The second “new” teacher was for IB History of the Americas, someone who wasn’t really new to me because he’s also my extended essay supervisor. As a teacher, he’s not bad, but he seems a little on the boring side compared to some I’ve had. Luckily, I don’t need a wacky teacher to make history exciting for me. With the first two teachers, we (”we” being myself and the other IB kids) had expected a change of instructors, but the teacher of our third class, IB Spanish, came as a surprise. Instead of the sorta-okay-but-nice Mrs. Mailander, we had the really-great-and-nice-but-tough Mrs. Chaussée, who I had as a junior. Unfortunately, I didn’t get to stay for all of Spanish because I got randomly summoned to the front office. When I was first given the note, I figured that it probably had something to do with my schedule or some other first-day business, but it turned out that I was way off. My counselor smiled a bit wider than normal at me as I came into his office, which I was unable to interpret as good or bad. It turned out to be good: the school had been recently notified that I was a National Merit Semi-Finalist, the only one from my graduating class. According to the counselor, OHS had a semi-finalist last year, but usually there’s only one every two to three years, so this was kind of a big deal to the administration people, who seem to be watching my every move lately. Obviously, I was elated at this news; it kind of made my day/week. My parents were as well - relatives were notified, congratulations were given, etc. I have about a 90% chance (according to the information packet) of becoming a National Merit Finalist (it’s all contingent on my grades, an essay about myself, and a recommendation from a teacher), which then makes me a stronger candidate for scholarships, such as a $2500 grant from the National Merit Scholarship Corporation and other random monies from corporations and universities who decide that they like me. It’s a good award to get.

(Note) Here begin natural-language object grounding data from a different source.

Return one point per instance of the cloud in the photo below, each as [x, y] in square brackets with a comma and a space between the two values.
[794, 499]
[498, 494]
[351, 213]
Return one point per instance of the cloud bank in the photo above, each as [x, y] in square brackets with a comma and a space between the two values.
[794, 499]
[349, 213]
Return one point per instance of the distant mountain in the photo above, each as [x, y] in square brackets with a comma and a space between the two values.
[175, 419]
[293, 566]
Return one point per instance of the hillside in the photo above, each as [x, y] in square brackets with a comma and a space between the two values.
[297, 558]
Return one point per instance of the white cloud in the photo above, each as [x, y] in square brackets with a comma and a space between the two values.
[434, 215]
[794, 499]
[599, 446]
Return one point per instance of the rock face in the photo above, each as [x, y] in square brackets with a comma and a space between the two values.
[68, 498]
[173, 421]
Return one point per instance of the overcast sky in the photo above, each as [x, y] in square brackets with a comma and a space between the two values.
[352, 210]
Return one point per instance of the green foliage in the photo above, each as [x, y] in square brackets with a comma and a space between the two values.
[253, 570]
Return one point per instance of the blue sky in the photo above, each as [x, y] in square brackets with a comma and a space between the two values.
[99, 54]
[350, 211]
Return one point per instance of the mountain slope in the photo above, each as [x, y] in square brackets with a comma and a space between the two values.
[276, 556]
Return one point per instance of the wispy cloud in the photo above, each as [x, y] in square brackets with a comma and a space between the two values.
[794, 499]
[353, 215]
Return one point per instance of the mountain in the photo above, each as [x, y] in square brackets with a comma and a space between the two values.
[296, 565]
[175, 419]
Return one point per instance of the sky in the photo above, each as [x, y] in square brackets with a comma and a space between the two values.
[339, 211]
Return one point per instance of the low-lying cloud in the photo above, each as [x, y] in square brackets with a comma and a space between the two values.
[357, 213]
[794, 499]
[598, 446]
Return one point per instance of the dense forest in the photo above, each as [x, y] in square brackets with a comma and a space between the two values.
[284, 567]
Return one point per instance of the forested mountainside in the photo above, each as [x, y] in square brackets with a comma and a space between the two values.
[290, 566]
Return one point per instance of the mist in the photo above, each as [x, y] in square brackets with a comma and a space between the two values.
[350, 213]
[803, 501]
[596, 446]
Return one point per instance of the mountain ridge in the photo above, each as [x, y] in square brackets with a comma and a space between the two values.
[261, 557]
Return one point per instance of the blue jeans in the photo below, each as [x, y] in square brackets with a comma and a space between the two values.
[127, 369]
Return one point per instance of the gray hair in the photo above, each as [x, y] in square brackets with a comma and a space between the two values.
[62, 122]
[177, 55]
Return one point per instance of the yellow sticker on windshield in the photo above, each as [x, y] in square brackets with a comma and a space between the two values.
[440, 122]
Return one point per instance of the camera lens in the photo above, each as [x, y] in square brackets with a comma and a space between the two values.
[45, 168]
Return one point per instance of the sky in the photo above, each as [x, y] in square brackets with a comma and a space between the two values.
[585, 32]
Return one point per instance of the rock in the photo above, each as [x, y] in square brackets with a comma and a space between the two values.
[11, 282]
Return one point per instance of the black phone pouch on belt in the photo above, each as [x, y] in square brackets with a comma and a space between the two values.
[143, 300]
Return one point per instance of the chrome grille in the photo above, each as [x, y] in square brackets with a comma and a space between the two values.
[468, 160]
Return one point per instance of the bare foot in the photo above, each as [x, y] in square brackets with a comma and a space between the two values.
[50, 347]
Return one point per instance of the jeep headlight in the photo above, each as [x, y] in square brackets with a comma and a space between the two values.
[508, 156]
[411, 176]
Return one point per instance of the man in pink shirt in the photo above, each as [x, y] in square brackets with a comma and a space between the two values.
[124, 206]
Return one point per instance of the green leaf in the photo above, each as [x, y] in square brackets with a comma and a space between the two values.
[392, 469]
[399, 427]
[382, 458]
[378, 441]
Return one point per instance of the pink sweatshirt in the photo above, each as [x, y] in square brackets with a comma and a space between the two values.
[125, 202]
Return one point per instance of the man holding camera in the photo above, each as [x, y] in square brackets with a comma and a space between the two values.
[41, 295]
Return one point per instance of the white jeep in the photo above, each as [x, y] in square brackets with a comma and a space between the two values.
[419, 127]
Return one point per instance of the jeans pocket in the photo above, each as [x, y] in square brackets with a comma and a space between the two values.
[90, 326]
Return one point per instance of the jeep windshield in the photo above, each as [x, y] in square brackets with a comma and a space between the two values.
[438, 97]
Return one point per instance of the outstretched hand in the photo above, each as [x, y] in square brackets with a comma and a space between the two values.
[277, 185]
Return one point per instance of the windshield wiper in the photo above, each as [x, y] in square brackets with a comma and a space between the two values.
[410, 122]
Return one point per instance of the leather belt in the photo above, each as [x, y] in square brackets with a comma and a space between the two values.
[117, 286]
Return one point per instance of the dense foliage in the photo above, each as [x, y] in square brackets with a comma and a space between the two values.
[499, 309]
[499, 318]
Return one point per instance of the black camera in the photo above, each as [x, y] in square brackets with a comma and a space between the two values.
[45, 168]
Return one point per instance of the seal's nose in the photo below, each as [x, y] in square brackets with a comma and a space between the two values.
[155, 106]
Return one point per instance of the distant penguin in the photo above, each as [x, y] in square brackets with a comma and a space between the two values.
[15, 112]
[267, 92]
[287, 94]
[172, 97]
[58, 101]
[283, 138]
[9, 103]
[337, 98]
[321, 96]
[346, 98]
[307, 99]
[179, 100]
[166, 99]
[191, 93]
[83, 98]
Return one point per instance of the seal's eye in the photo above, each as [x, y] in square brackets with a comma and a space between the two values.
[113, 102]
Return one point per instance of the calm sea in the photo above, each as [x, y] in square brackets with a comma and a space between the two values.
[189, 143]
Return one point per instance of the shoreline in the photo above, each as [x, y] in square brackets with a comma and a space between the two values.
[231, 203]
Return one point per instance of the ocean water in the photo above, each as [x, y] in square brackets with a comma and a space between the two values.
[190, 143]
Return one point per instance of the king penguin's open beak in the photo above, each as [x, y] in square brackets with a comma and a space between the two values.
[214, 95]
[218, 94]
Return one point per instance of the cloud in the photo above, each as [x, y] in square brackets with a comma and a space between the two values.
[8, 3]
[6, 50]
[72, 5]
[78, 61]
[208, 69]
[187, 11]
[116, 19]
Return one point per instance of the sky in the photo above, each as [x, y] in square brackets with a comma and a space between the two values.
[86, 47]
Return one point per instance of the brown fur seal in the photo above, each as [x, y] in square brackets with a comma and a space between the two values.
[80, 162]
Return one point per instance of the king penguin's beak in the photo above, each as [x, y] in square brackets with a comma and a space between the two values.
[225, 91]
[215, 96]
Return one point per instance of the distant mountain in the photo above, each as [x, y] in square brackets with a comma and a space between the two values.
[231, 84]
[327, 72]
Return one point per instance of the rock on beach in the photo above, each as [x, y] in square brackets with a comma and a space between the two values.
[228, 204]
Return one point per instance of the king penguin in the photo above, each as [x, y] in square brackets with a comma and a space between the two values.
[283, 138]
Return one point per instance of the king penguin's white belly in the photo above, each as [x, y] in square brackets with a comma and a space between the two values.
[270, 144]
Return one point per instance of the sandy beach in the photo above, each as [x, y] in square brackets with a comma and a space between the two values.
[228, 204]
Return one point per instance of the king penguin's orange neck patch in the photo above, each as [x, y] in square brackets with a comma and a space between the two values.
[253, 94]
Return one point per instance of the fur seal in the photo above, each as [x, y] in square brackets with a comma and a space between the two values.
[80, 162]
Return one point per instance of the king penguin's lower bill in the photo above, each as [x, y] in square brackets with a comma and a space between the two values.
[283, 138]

I once wrote fairly often about feeling that my life didn’t have much of a direction, that I was in school for no real reason except because it was all I knew how to do and all I really cared about. I talked a lot about how I just wanted some kind of concrete goal to shoot for, a proverbial candlestick over which to proverbially jump. After Stanford, it became obvious to me that my primary goal in life was now to get into Stanford, or at least into a similarly good college where I could be happy. Now that I’ve been nmsfed, it seems that the golden equation is now: acceptance at Stanford + National Merit Scholar award = ticket to Heaven (the über-indulgence). Or something like that.

Must sleep now, school tomorrow. Will write more soon. Then may start using pronouns again. Maybe.

BTW: The title refers to the Barenaked Ladies song “One Week.” I know it’s a stupid title. Sorry. Also: el blog is now just over 250,000 words long. Yay for statistics.